Courses, certifications, and training that maintain or improve skills used in your current business. An accountant taking a tax law update course? Deductible. An accountant taking a cooking class? Not deductible.

Conferences and Seminars

Registration fees, travel costs, and materials for industry conferences and professional development events.

Books, Subscriptions, and Publications

Industry publications, trade journals, business books, and professional memberships (trade associations, chambers of commerce).

Financial Costs

Business Loan Interest

Interest on loans used for business purposes — equipment financing, lines of credit, SBA loans, and business credit cards. The principal is not deductible, but the interest is.

Bank Fees and Merchant Processing

Monthly bank fees, wire transfer fees, credit card processing fees (typically 2.5–3.5% of revenue for businesses that accept cards), and payment platform fees.

Bad Debts

If you use the accrual method of accounting and a customer doesn't pay an invoice you've already recorded as income, the uncollectible amount is deductible as a bad debt.

Taxes

State and Local Business Taxes

State income taxes, franchise taxes, gross receipts taxes, and local business taxes paid on business income. Note: the $10,000 State and Local Tax (SALT) cap applies to personal returns but does not limit business deductions for pass-through entities using the Pass-Through Entity Tax (PTET) election (available in most states).

Property Taxes

Real estate taxes on business property and personal property taxes on business equipment are fully deductible business expenses.

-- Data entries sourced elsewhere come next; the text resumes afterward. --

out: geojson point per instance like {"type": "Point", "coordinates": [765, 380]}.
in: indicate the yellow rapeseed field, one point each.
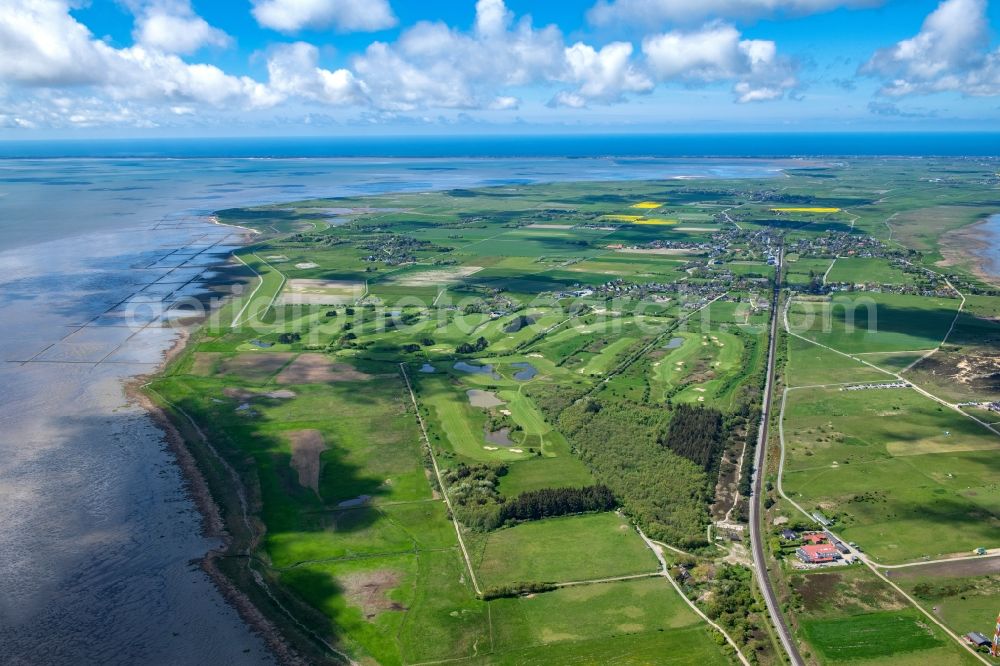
{"type": "Point", "coordinates": [805, 210]}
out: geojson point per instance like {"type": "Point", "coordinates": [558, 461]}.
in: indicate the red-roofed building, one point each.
{"type": "Point", "coordinates": [818, 554]}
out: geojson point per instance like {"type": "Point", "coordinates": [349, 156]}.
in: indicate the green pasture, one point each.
{"type": "Point", "coordinates": [559, 550]}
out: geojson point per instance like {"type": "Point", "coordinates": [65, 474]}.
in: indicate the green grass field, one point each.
{"type": "Point", "coordinates": [559, 550]}
{"type": "Point", "coordinates": [905, 477]}
{"type": "Point", "coordinates": [872, 322]}
{"type": "Point", "coordinates": [309, 406]}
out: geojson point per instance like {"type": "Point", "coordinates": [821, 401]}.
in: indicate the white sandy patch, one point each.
{"type": "Point", "coordinates": [653, 250]}
{"type": "Point", "coordinates": [307, 445]}
{"type": "Point", "coordinates": [321, 292]}
{"type": "Point", "coordinates": [436, 276]}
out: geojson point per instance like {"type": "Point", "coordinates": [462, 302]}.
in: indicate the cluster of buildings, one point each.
{"type": "Point", "coordinates": [879, 385]}
{"type": "Point", "coordinates": [818, 548]}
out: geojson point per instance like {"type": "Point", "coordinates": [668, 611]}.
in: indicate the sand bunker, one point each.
{"type": "Point", "coordinates": [321, 292]}
{"type": "Point", "coordinates": [204, 363]}
{"type": "Point", "coordinates": [479, 398]}
{"type": "Point", "coordinates": [369, 590]}
{"type": "Point", "coordinates": [307, 445]}
{"type": "Point", "coordinates": [257, 366]}
{"type": "Point", "coordinates": [437, 276]}
{"type": "Point", "coordinates": [317, 369]}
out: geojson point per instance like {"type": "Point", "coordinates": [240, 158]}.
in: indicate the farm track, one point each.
{"type": "Point", "coordinates": [756, 537]}
{"type": "Point", "coordinates": [440, 480]}
{"type": "Point", "coordinates": [655, 546]}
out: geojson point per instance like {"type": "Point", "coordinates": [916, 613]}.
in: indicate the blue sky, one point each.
{"type": "Point", "coordinates": [347, 67]}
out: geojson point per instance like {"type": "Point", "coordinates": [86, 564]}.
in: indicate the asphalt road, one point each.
{"type": "Point", "coordinates": [756, 535]}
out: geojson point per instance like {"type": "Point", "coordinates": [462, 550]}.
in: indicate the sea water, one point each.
{"type": "Point", "coordinates": [98, 539]}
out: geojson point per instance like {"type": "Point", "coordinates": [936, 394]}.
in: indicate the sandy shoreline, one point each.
{"type": "Point", "coordinates": [972, 247]}
{"type": "Point", "coordinates": [197, 489]}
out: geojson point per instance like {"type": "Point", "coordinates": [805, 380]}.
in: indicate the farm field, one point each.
{"type": "Point", "coordinates": [875, 322]}
{"type": "Point", "coordinates": [549, 551]}
{"type": "Point", "coordinates": [894, 469]}
{"type": "Point", "coordinates": [448, 405]}
{"type": "Point", "coordinates": [849, 616]}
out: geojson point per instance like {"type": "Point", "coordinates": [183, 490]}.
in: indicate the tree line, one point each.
{"type": "Point", "coordinates": [696, 433]}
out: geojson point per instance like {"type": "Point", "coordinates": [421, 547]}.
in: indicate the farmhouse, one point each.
{"type": "Point", "coordinates": [819, 554]}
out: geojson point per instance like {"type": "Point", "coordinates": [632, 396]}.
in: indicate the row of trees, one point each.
{"type": "Point", "coordinates": [696, 433]}
{"type": "Point", "coordinates": [666, 493]}
{"type": "Point", "coordinates": [478, 504]}
{"type": "Point", "coordinates": [548, 502]}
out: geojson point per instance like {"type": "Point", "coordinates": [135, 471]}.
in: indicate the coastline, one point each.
{"type": "Point", "coordinates": [198, 489]}
{"type": "Point", "coordinates": [970, 247]}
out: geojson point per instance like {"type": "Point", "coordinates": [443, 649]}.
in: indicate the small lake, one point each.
{"type": "Point", "coordinates": [500, 437]}
{"type": "Point", "coordinates": [462, 366]}
{"type": "Point", "coordinates": [525, 371]}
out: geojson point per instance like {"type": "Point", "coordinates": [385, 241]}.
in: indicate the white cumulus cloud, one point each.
{"type": "Point", "coordinates": [603, 75]}
{"type": "Point", "coordinates": [293, 71]}
{"type": "Point", "coordinates": [42, 45]}
{"type": "Point", "coordinates": [434, 65]}
{"type": "Point", "coordinates": [950, 53]}
{"type": "Point", "coordinates": [343, 15]}
{"type": "Point", "coordinates": [658, 12]}
{"type": "Point", "coordinates": [717, 52]}
{"type": "Point", "coordinates": [173, 27]}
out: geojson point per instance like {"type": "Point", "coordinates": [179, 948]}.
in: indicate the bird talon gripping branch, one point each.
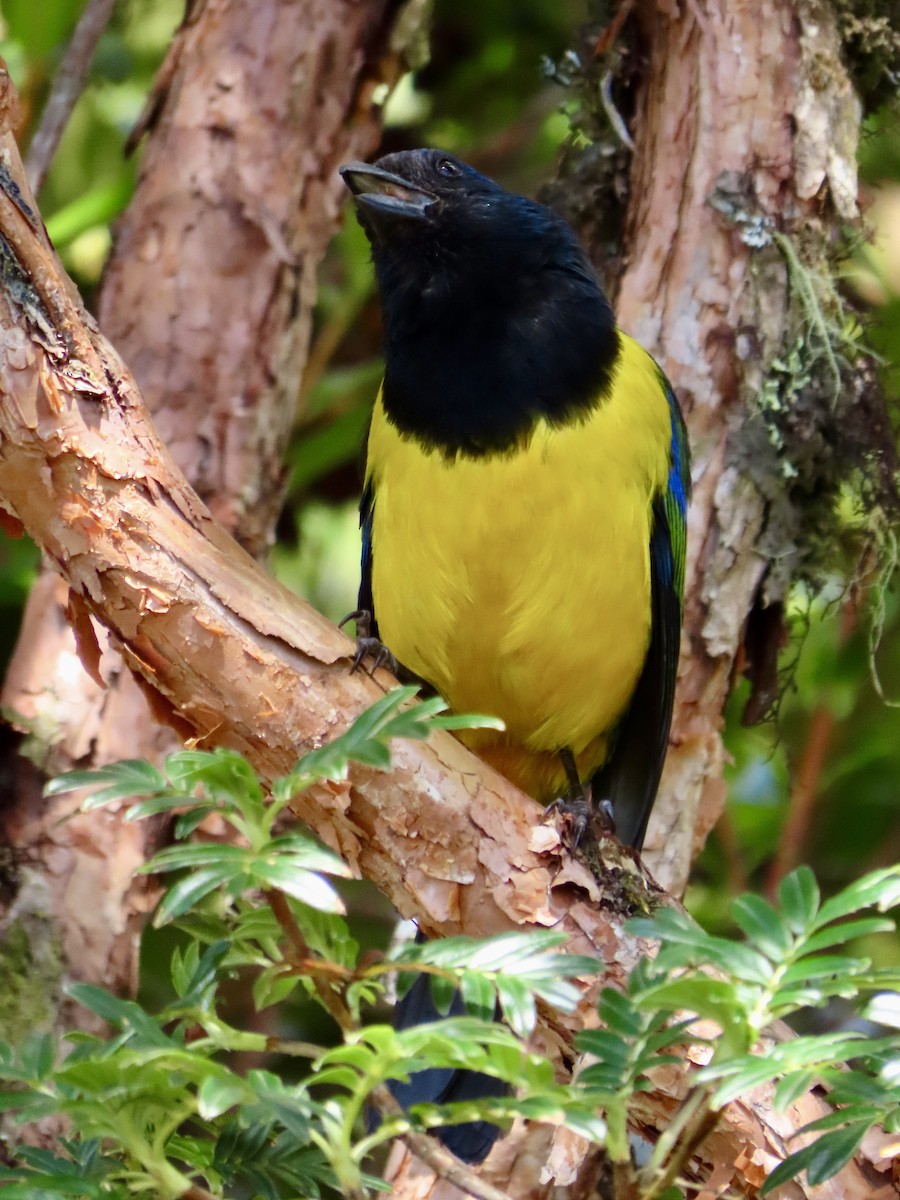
{"type": "Point", "coordinates": [369, 647]}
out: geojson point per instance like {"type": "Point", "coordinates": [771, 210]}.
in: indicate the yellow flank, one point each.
{"type": "Point", "coordinates": [520, 585]}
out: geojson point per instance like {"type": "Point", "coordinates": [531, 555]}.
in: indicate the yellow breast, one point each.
{"type": "Point", "coordinates": [520, 585]}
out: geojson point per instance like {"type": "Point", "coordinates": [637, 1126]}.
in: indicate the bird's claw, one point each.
{"type": "Point", "coordinates": [369, 647]}
{"type": "Point", "coordinates": [573, 814]}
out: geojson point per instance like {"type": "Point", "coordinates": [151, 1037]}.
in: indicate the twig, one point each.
{"type": "Point", "coordinates": [67, 87]}
{"type": "Point", "coordinates": [815, 755]}
{"type": "Point", "coordinates": [444, 1164]}
{"type": "Point", "coordinates": [300, 952]}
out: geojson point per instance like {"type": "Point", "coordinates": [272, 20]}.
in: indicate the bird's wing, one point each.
{"type": "Point", "coordinates": [469, 1140]}
{"type": "Point", "coordinates": [630, 775]}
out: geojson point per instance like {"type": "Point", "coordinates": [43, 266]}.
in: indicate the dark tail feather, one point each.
{"type": "Point", "coordinates": [472, 1140]}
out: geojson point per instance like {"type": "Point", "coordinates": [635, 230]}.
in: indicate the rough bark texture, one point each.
{"type": "Point", "coordinates": [751, 96]}
{"type": "Point", "coordinates": [229, 658]}
{"type": "Point", "coordinates": [209, 295]}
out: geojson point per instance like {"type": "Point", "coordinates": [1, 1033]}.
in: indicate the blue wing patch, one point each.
{"type": "Point", "coordinates": [629, 779]}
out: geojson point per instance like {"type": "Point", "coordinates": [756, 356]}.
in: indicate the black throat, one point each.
{"type": "Point", "coordinates": [474, 360]}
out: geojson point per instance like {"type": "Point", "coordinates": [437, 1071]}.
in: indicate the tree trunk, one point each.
{"type": "Point", "coordinates": [209, 295]}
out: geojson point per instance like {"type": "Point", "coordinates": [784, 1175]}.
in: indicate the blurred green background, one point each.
{"type": "Point", "coordinates": [489, 94]}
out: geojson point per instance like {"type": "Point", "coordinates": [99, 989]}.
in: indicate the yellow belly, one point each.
{"type": "Point", "coordinates": [520, 586]}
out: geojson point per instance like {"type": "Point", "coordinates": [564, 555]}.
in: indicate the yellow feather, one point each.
{"type": "Point", "coordinates": [520, 585]}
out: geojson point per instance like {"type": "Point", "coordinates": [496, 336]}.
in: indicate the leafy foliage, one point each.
{"type": "Point", "coordinates": [160, 1105]}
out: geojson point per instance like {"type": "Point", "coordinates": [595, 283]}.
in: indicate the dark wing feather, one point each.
{"type": "Point", "coordinates": [469, 1140]}
{"type": "Point", "coordinates": [629, 778]}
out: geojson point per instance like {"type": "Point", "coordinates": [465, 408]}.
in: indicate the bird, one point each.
{"type": "Point", "coordinates": [525, 503]}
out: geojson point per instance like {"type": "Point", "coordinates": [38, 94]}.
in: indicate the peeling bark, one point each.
{"type": "Point", "coordinates": [755, 94]}
{"type": "Point", "coordinates": [233, 659]}
{"type": "Point", "coordinates": [209, 295]}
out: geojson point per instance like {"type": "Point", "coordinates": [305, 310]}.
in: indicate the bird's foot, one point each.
{"type": "Point", "coordinates": [369, 647]}
{"type": "Point", "coordinates": [576, 813]}
{"type": "Point", "coordinates": [573, 816]}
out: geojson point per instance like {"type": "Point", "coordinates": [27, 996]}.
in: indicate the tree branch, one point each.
{"type": "Point", "coordinates": [67, 87]}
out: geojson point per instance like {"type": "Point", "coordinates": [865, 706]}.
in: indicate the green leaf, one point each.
{"type": "Point", "coordinates": [799, 895]}
{"type": "Point", "coordinates": [879, 889]}
{"type": "Point", "coordinates": [216, 1095]}
{"type": "Point", "coordinates": [123, 780]}
{"type": "Point", "coordinates": [619, 1014]}
{"type": "Point", "coordinates": [885, 1009]}
{"type": "Point", "coordinates": [205, 855]}
{"type": "Point", "coordinates": [189, 892]}
{"type": "Point", "coordinates": [762, 925]}
{"type": "Point", "coordinates": [821, 1159]}
{"type": "Point", "coordinates": [304, 886]}
{"type": "Point", "coordinates": [478, 995]}
{"type": "Point", "coordinates": [517, 1005]}
{"type": "Point", "coordinates": [846, 931]}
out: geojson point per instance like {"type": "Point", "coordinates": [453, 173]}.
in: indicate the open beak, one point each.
{"type": "Point", "coordinates": [383, 196]}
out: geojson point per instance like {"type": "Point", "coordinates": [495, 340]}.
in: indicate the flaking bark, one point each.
{"type": "Point", "coordinates": [209, 295]}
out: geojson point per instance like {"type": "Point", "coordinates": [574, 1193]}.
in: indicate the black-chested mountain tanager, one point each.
{"type": "Point", "coordinates": [525, 507]}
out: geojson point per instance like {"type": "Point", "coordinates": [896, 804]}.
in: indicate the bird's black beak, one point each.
{"type": "Point", "coordinates": [387, 198]}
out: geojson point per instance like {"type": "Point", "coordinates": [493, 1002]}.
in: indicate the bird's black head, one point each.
{"type": "Point", "coordinates": [493, 315]}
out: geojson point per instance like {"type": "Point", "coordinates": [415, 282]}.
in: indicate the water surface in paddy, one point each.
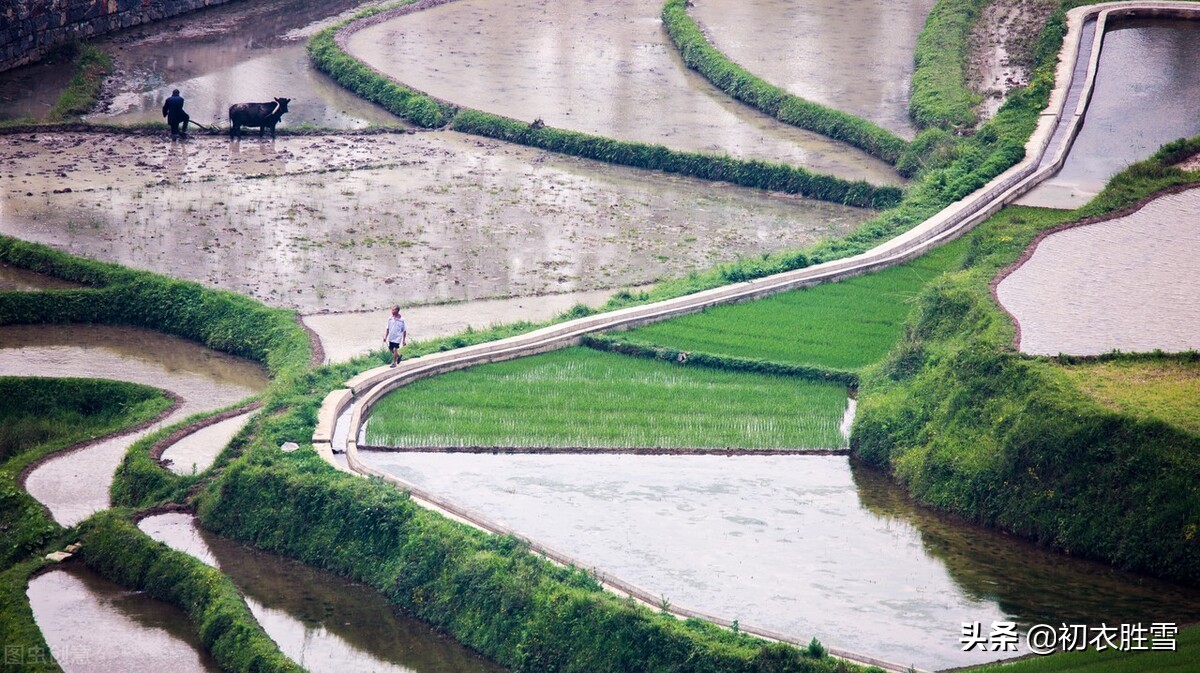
{"type": "Point", "coordinates": [808, 546]}
{"type": "Point", "coordinates": [1146, 86]}
{"type": "Point", "coordinates": [598, 67]}
{"type": "Point", "coordinates": [856, 55]}
{"type": "Point", "coordinates": [227, 54]}
{"type": "Point", "coordinates": [82, 616]}
{"type": "Point", "coordinates": [76, 485]}
{"type": "Point", "coordinates": [321, 620]}
{"type": "Point", "coordinates": [1123, 284]}
{"type": "Point", "coordinates": [348, 222]}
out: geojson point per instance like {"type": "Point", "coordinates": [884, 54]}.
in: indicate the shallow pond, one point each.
{"type": "Point", "coordinates": [1146, 86]}
{"type": "Point", "coordinates": [598, 67]}
{"type": "Point", "coordinates": [807, 546]}
{"type": "Point", "coordinates": [349, 222]}
{"type": "Point", "coordinates": [216, 56]}
{"type": "Point", "coordinates": [83, 614]}
{"type": "Point", "coordinates": [856, 55]}
{"type": "Point", "coordinates": [1123, 284]}
{"type": "Point", "coordinates": [76, 485]}
{"type": "Point", "coordinates": [321, 620]}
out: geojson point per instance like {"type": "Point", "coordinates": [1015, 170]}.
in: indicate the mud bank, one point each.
{"type": "Point", "coordinates": [605, 68]}
{"type": "Point", "coordinates": [351, 222]}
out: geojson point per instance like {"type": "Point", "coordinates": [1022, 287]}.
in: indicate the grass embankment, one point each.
{"type": "Point", "coordinates": [489, 592]}
{"type": "Point", "coordinates": [586, 398]}
{"type": "Point", "coordinates": [1014, 443]}
{"type": "Point", "coordinates": [37, 418]}
{"type": "Point", "coordinates": [837, 326]}
{"type": "Point", "coordinates": [220, 319]}
{"type": "Point", "coordinates": [93, 65]}
{"type": "Point", "coordinates": [737, 82]}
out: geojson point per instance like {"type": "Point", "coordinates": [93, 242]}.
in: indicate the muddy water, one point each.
{"type": "Point", "coordinates": [76, 485]}
{"type": "Point", "coordinates": [217, 56]}
{"type": "Point", "coordinates": [599, 67]}
{"type": "Point", "coordinates": [322, 622]}
{"type": "Point", "coordinates": [802, 545]}
{"type": "Point", "coordinates": [348, 335]}
{"type": "Point", "coordinates": [852, 55]}
{"type": "Point", "coordinates": [1127, 284]}
{"type": "Point", "coordinates": [197, 451]}
{"type": "Point", "coordinates": [343, 223]}
{"type": "Point", "coordinates": [83, 616]}
{"type": "Point", "coordinates": [13, 278]}
{"type": "Point", "coordinates": [1146, 88]}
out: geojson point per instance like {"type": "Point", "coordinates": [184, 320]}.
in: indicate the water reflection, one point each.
{"type": "Point", "coordinates": [855, 55]}
{"type": "Point", "coordinates": [1146, 86]}
{"type": "Point", "coordinates": [83, 614]}
{"type": "Point", "coordinates": [598, 67]}
{"type": "Point", "coordinates": [321, 620]}
{"type": "Point", "coordinates": [802, 545]}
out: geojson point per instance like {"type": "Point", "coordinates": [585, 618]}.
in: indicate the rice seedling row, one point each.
{"type": "Point", "coordinates": [586, 398]}
{"type": "Point", "coordinates": [843, 325]}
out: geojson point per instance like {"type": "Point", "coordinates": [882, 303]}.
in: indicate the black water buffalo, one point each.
{"type": "Point", "coordinates": [263, 115]}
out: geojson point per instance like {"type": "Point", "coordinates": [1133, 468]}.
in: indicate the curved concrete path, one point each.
{"type": "Point", "coordinates": [343, 410]}
{"type": "Point", "coordinates": [73, 485]}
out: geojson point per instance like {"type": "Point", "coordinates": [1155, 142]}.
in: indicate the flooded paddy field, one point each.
{"type": "Point", "coordinates": [1122, 284]}
{"type": "Point", "coordinates": [216, 56]}
{"type": "Point", "coordinates": [75, 485]}
{"type": "Point", "coordinates": [352, 222]}
{"type": "Point", "coordinates": [1146, 86]}
{"type": "Point", "coordinates": [856, 56]}
{"type": "Point", "coordinates": [598, 67]}
{"type": "Point", "coordinates": [322, 622]}
{"type": "Point", "coordinates": [807, 546]}
{"type": "Point", "coordinates": [82, 616]}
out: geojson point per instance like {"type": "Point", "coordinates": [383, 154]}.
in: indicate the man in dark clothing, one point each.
{"type": "Point", "coordinates": [173, 109]}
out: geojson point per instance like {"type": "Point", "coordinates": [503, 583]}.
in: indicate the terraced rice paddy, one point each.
{"type": "Point", "coordinates": [598, 67]}
{"type": "Point", "coordinates": [843, 325]}
{"type": "Point", "coordinates": [588, 400]}
{"type": "Point", "coordinates": [855, 55]}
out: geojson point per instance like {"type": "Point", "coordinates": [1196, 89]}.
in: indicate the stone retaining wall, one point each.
{"type": "Point", "coordinates": [29, 29]}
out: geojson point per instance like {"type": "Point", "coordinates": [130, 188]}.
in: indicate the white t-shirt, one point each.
{"type": "Point", "coordinates": [396, 329]}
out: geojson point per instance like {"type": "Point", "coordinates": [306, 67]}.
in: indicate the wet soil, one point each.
{"type": "Point", "coordinates": [1146, 86]}
{"type": "Point", "coordinates": [364, 221]}
{"type": "Point", "coordinates": [852, 55]}
{"type": "Point", "coordinates": [348, 335]}
{"type": "Point", "coordinates": [76, 485]}
{"type": "Point", "coordinates": [82, 616]}
{"type": "Point", "coordinates": [216, 56]}
{"type": "Point", "coordinates": [323, 622]}
{"type": "Point", "coordinates": [1122, 284]}
{"type": "Point", "coordinates": [807, 546]}
{"type": "Point", "coordinates": [1001, 50]}
{"type": "Point", "coordinates": [598, 67]}
{"type": "Point", "coordinates": [197, 451]}
{"type": "Point", "coordinates": [13, 278]}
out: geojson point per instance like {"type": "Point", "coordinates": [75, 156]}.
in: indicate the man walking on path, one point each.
{"type": "Point", "coordinates": [396, 335]}
{"type": "Point", "coordinates": [173, 109]}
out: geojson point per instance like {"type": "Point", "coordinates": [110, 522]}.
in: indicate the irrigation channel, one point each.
{"type": "Point", "coordinates": [964, 572]}
{"type": "Point", "coordinates": [577, 506]}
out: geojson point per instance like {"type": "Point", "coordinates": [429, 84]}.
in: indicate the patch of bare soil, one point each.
{"type": "Point", "coordinates": [346, 222]}
{"type": "Point", "coordinates": [1002, 49]}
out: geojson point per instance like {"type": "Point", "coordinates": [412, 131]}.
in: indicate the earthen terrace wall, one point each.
{"type": "Point", "coordinates": [29, 29]}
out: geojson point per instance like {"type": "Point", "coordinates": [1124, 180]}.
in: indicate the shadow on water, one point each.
{"type": "Point", "coordinates": [82, 614]}
{"type": "Point", "coordinates": [1030, 583]}
{"type": "Point", "coordinates": [321, 620]}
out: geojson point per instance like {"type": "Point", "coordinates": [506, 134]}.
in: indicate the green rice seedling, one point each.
{"type": "Point", "coordinates": [592, 400]}
{"type": "Point", "coordinates": [843, 325]}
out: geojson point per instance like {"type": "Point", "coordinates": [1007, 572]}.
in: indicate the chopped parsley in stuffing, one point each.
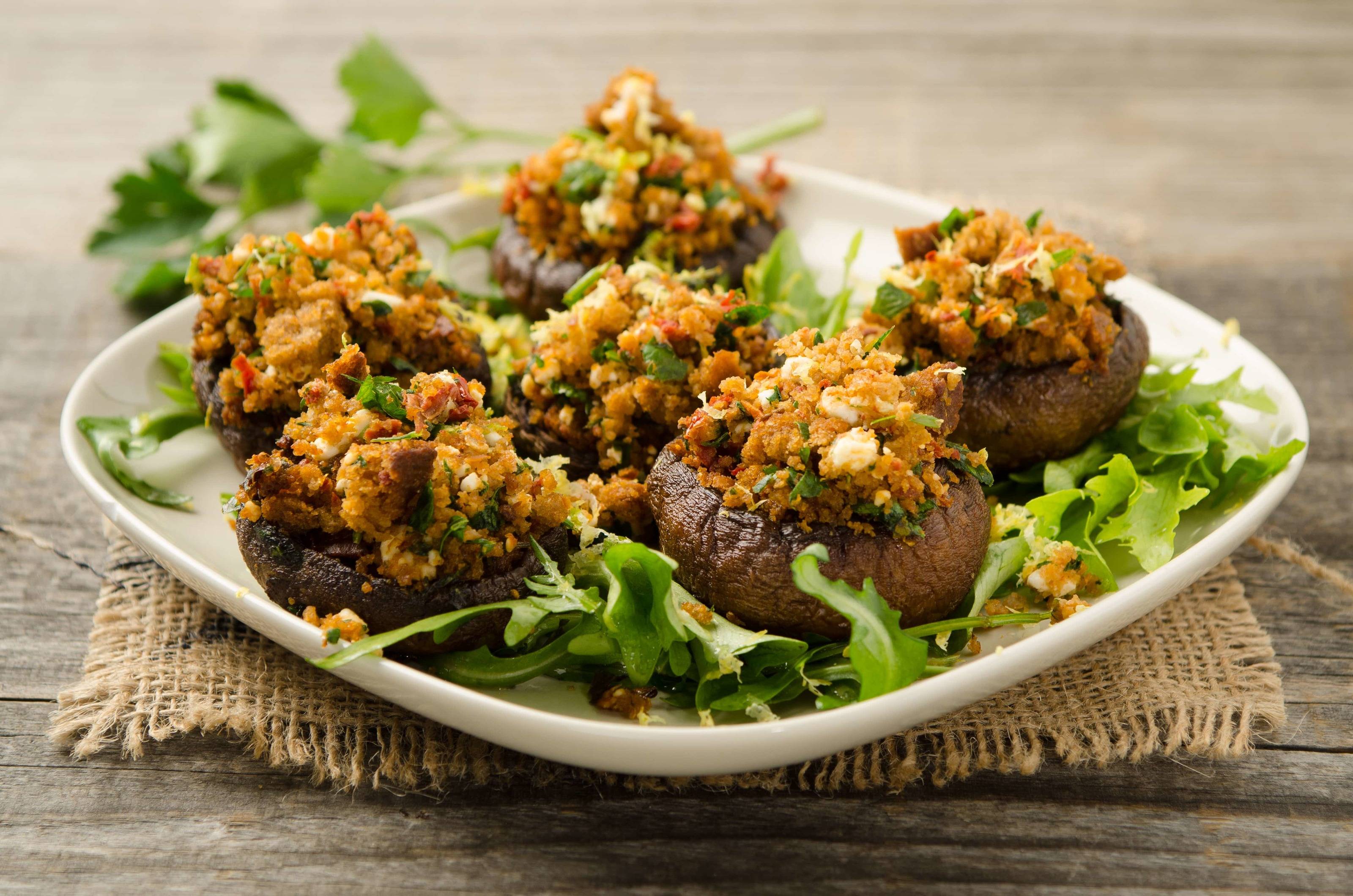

Sales Tax on Business Purchases

Sales tax paid on deductible business purchases is part of the deductible cost.

Miscellaneous Deductions You Might Miss

Startup Costs

You can deduct up to $5,000 in startup costs in your first year of business (the rest is amortized over 15 years). This includes market research, business planning, and pre-opening expenses.

Moving Expenses for Business

While personal moving expenses are no longer deductible, costs to relocate business equipment, inventory, or operations to a new location remain a deductible business expense.

Charitable Contributions (C-Corps)

C-corporations can deduct charitable contributions up to 10% of taxable income. Pass-through entities (S-corps, LLCs, partnerships) pass charitable deductions to the owners' personal returns.

Research and Development Credit

Not a deduction but a dollar-for-dollar tax credit. If you're developing new products, processes, or software, the R&D credit can be worth $10,000–$250,000+ per year.

Energy-Efficient Building Deductions (Section 179D)

Installed energy-efficient HVAC, lighting, or building envelope improvements in a commercial building you own? You may qualify for deductions up to $5.00 per square foot under the expanded Section 179D.

The deductions exist — the question is whether you're organized enough to claim them. The most commonly missed deductions aren't obscure; they're simple expenses that never made it from a receipt to a tax return. A good bookkeeping system and a proactive tax advisor are your best tools.

Making the Most of Your Deductions

Knowing the deductions exist is step one. Maximizing them requires three things:

Track everything. Use a dedicated business bank account and credit card. Categorize expenses monthly, not at year-end. Use accounting software — QuickBooks, Xero, or even a well-maintained spreadsheet.

Plan before year-end. Many deductions require action before December 31. Equipment purchases, retirement contributions, and prepaid expenses all have timing rules. Year-end tax planning isn't optional — it's where the biggest savings happen.

Work with a specialist. A generalist CPA will file your return accurately. A tax strategist will find the deductions your CPA didn't think to look for. The difference is often $20,000–$100,000 per year in missed savings.